It doesn’t take much more than a passing glance at InnerSpace to determine whether or not you’ll enjoy it. If indie explore-em-ups with ethereal visuals and soothing electronic scores are your bag then you’ll immediately know what you’re in for here. Of course, there’s more to this game than just being another Journey-like, and the things that set it apart are some of its best qualities.
InnerSpace is, unlike other ‘experiential’ indie joints, surprisingly talkative. The game begins by introducing the player character as The Cartographer, the pilot of a small aircraft called an airframe and one of the last remaining inhabitants of The Inverse, a mysterious dying world where gravity pulls outwards instead of in. Along with The Archaeologist, who pilots a submarine, it’s up to The Cartographer to uncover the truths of the ancient keepers of The Inverse and find a way to escape before it all collapses. Rather than thrust players into the unknown and then manufacture intrigue by keeping them in the dark, InnerSpace gushes volumes about its worlds and their inhabitants, whether through short, sharp cutscenes or in the collectible relics strewn throughout. There’s a keen sense of storytelling on show here, as the main characters piece together the state of their world and the origins of their story at perfect pace with the player, and pivotal themes are left to interpretation without feeling like convenient gaps in the lore.
Save Image > Set As Wallpaper
This same level of care and consideration applies to the game part of InnerSpace as well. At face value it’s pretty standard fare for this scene – explore a series of increasingly esoteric and otherworldly locations while solving some light puzzles and picking up the odd treasure. Not a new concept by far but one that lives or dies by two important notions: gently lead the player down the right path without taking them out of the moment, and don’t make the player do the same thing for too long. InnerSpace nails both of these ideas. Each of the handful of worlds encourages players to explore at their own pace and find solutions naturally, without signposting the immediate goal, and every action and reaction adheres to a language of gameplay that the player is taught unknowingly. Particularly great are the few encounters with demigods, ancient denizens of the Inverse whose huge forms become puzzles in themselves, not unlike the fantastic Shadow of the Colossus. Crucially, every beat is paced perfectly and leads players ever onward to its engaging conclusion while affording them complete agency to break away and explore at their behest.
You may act 50 feet tall, mate, but I can see straight through you
So for the most part, all great, save for one glaring detraction – the act of controlling the airframe. In large spaces of open air or sea (did I mention the plane can also turn into an underwater vehicle? Baller) the airframe is a joy to pilot, with a smart, streamlined control layout and a merciful disregard for physics. Unfortunately, as soon as the spaces tighten or more demanding flight paths are required a combination of speed and low manoeuvrability can lead to small bursts of frustration. Not enough to sour the experience completely, but enough to make me wonder if the game could’ve been perfect had the developers tweaked things just a little more. Unlockable airframes with unique handling stats do help mitigate the issue somewhat, and it only ever really becomes a problem when scouring the cranniest of nooks for hidden relics, but it’s a disappointing foil to an otherwise lovely experience.
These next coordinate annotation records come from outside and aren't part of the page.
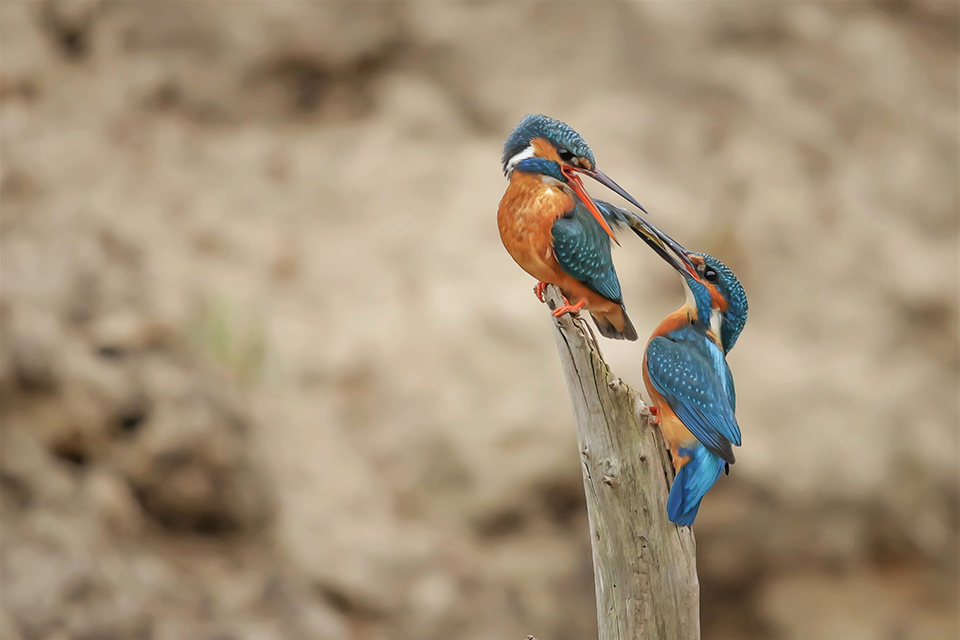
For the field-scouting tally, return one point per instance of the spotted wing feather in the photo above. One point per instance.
(689, 382)
(582, 249)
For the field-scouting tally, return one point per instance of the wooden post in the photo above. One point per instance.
(645, 567)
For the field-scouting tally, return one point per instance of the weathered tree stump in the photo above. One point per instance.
(645, 567)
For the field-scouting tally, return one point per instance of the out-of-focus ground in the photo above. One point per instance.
(268, 373)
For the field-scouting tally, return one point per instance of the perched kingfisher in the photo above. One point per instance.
(691, 387)
(557, 233)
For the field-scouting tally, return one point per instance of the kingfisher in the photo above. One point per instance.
(557, 233)
(690, 384)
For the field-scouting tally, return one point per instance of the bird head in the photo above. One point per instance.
(552, 149)
(726, 296)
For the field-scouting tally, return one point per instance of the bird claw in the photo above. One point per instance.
(654, 415)
(568, 308)
(538, 290)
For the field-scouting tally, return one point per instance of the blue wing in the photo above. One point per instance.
(688, 380)
(582, 248)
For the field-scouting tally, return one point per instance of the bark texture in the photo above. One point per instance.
(644, 566)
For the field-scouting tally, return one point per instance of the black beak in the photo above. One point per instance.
(664, 246)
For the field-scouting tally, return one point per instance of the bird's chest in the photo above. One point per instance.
(525, 218)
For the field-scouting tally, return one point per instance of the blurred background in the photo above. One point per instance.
(267, 372)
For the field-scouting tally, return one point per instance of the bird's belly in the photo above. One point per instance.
(676, 435)
(529, 241)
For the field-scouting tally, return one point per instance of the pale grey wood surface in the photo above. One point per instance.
(645, 567)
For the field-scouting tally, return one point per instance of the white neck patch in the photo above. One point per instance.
(716, 322)
(529, 152)
(716, 316)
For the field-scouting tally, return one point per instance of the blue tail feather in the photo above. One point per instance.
(692, 483)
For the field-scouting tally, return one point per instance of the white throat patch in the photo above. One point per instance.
(523, 155)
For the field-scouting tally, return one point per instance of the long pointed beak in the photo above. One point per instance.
(676, 256)
(577, 185)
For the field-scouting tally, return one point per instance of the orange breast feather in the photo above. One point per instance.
(526, 216)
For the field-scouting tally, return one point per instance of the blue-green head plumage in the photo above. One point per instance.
(735, 317)
(559, 134)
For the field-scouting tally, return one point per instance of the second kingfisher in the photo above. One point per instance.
(556, 232)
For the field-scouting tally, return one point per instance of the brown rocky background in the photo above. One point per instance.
(267, 372)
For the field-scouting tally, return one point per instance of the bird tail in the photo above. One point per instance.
(607, 325)
(692, 483)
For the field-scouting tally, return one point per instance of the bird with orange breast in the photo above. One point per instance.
(690, 384)
(556, 232)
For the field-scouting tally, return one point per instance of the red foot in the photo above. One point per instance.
(654, 415)
(569, 308)
(538, 290)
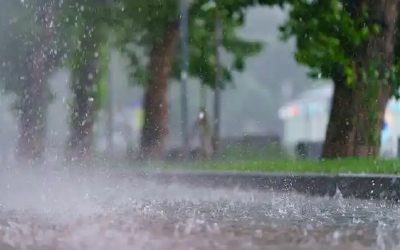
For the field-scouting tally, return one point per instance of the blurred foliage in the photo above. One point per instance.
(18, 33)
(144, 24)
(328, 36)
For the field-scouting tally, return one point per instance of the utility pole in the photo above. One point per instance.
(218, 81)
(184, 59)
(110, 109)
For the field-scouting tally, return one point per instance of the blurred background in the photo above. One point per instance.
(80, 79)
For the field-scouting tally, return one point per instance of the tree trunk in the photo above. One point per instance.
(35, 96)
(80, 140)
(155, 98)
(84, 76)
(372, 95)
(357, 115)
(340, 130)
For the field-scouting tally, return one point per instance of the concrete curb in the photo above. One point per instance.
(359, 186)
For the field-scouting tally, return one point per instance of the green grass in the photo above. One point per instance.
(328, 166)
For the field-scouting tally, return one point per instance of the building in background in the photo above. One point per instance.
(305, 119)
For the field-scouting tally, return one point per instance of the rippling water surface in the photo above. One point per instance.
(75, 208)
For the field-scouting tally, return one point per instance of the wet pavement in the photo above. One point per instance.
(84, 209)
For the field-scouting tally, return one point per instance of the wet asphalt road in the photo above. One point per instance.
(75, 208)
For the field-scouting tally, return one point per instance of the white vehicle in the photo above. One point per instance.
(305, 119)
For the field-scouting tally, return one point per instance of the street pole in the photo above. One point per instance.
(218, 81)
(110, 113)
(184, 58)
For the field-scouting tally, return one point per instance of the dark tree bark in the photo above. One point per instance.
(85, 77)
(372, 97)
(357, 114)
(155, 98)
(340, 131)
(34, 99)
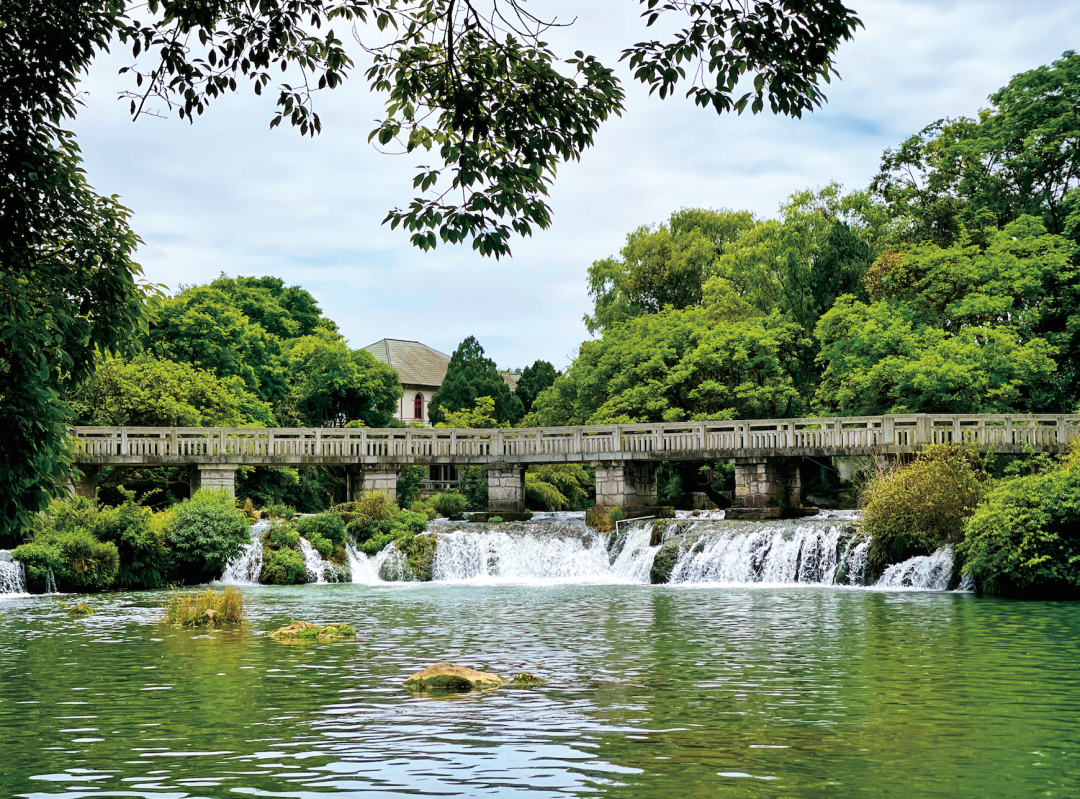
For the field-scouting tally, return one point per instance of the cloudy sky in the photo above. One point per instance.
(228, 194)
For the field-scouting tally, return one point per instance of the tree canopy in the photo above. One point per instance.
(471, 375)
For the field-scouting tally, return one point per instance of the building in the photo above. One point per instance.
(419, 368)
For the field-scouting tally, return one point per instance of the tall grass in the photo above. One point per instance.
(205, 608)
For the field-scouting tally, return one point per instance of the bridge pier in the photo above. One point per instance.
(625, 484)
(772, 482)
(505, 488)
(374, 477)
(217, 476)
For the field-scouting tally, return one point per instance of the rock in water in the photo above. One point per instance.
(451, 677)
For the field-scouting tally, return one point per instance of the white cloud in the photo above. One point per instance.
(229, 194)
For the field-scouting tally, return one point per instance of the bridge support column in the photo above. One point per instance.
(373, 477)
(218, 476)
(505, 488)
(773, 482)
(84, 485)
(625, 484)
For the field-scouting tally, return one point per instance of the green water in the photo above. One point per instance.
(655, 692)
If I’m the Cartographer, he should have been called the Sub-scriber
I use the word lovely with no hesitation, because InnerSpace is lovely. To play this game is to be wrapped up in a cool blanket of soft blues and pinks, gently caressed by air and sea as you gaze in wonderment at the last bastion of a once great civilization, beautiful in its own undoing. In preparing this review I took dozens of screenshots in-game, all of which I would happily set as my desktop wallpaper or even frame and hang on my wall. The soothing colour palette and windswept motions of the scenery are as visually alluring as they are physically inviting, beckoning the player to prod at the seams and discover the secrets that lie within. Couple that with a soothing electronic soundtrack that perfectly compliments the on-screen events (going so far as to change tune to match the surroundings) and this is a world I never wanted to leave.
All I’m saying is if huge fiery orbs didn’t want to be flown directly into, they shouldn’t be so shiny
InnerSpace is a thoughtful and well-crafted exploratory adventure that would be perfect were it not for the odd moment of frustration with its controls. Creating a sensory experience this profound while backing it up with solid storytelling and gameplay is no mean feat and fans of games like Journey and Abzu would do well to get themselves lost in The Inverse.